In an Act of Selflessness, These Plant Workers Volunteered to Live in a Factory for 28 Days to Help Save Lives

    In Pennsylvania, 43 petrochemical plant workers went above and beyond their job descriptions by moving into their workplace for a month. In 28 days they managed to produce a whopping 40 million pounds of polypropylene (PPE,) a necessary material that makes up our hygienic and protective face masks and gloves.

    Image: Washington Post

    They chose to live in the Braskem America factory in order to reduce the amount of exposure they would have. And it wasn’t easy – not only were they living at work, but they would work on 12-hour shifts, too. But their efforts aren’t going unnoticed. Because of their sacrifices, they produced enough PPE materials for 500 million N95 masks or 1.5 billion surgical masks.

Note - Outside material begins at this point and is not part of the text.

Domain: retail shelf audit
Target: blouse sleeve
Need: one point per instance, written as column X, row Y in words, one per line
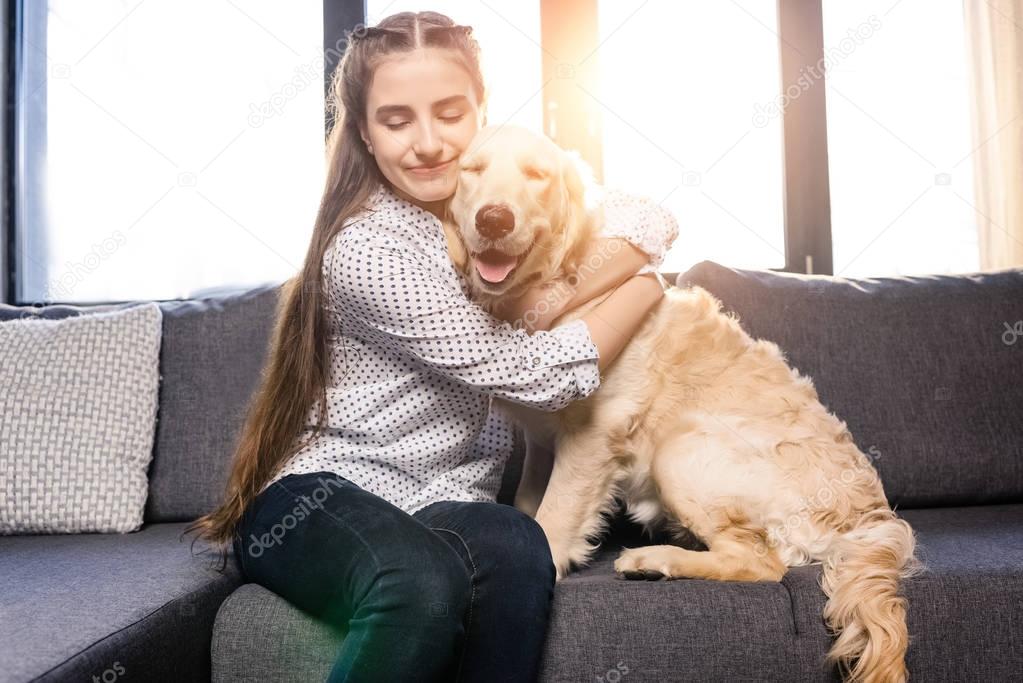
column 398, row 299
column 641, row 221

    Adapting to Their New Routine

    The operations shift supervisor, Joe Boyce, explained how things worked behind closed factory doors. “We came up with a chart for housekeeping chores so we could all clean the bathrooms and clean up after meals,” he said. “It wasn’t long before we’re all sitting in the same spots at dinner.”

    Image: Business Insider

    They even had to bring their own mattresses to sleep on. Joe kept it simple, bringing in just an air mattress, toothbrush, and shaving kit. But it all worked out as the employees were paid for all of the 24 hours they were on-site each day. They also benefitted from an automatic wage increase for both the hours they worked and the hours they had off.

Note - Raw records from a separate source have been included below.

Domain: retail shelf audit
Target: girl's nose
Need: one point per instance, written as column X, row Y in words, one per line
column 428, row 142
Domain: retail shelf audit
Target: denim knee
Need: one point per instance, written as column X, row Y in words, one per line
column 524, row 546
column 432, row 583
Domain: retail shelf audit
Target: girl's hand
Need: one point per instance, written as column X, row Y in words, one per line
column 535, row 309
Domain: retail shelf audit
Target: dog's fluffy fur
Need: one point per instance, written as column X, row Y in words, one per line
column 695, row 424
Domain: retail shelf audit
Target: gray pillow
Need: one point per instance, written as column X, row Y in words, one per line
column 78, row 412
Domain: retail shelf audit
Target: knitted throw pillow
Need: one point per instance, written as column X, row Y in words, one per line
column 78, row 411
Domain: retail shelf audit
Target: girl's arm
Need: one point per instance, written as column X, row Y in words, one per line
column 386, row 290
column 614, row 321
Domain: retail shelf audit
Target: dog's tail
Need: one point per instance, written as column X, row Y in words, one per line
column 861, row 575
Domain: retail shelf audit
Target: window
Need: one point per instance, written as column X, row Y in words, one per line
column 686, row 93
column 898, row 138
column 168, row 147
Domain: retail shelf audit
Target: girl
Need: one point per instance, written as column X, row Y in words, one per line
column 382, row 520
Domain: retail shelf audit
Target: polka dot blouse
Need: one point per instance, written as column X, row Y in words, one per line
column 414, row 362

    Positive Until the End

    Impressively, they managed to maintain good spirits for the entirety of the 28 days. As people weren’t coming in or out, they didn’t need to wear protection against each other. “We’ve almost been the lucky ones,” Joe asserted, as “I haven’t had to stand 6 feet from somebody.” Rightly so, the Braskem America CEO Mark Nikolich spoke of how “It just makes you immensely proud to be associated with a team like that.”

    They also had no intention of making their sacrifice public information. Joe explained that they “were just happy to be able to help.” Unexpectedly for the workers, people were so moved by their sacrifices that they chose to reach out: “We’ve been getting messages on social media from nurses, doctors, EMS workers, saying thank you for what we’re doing.”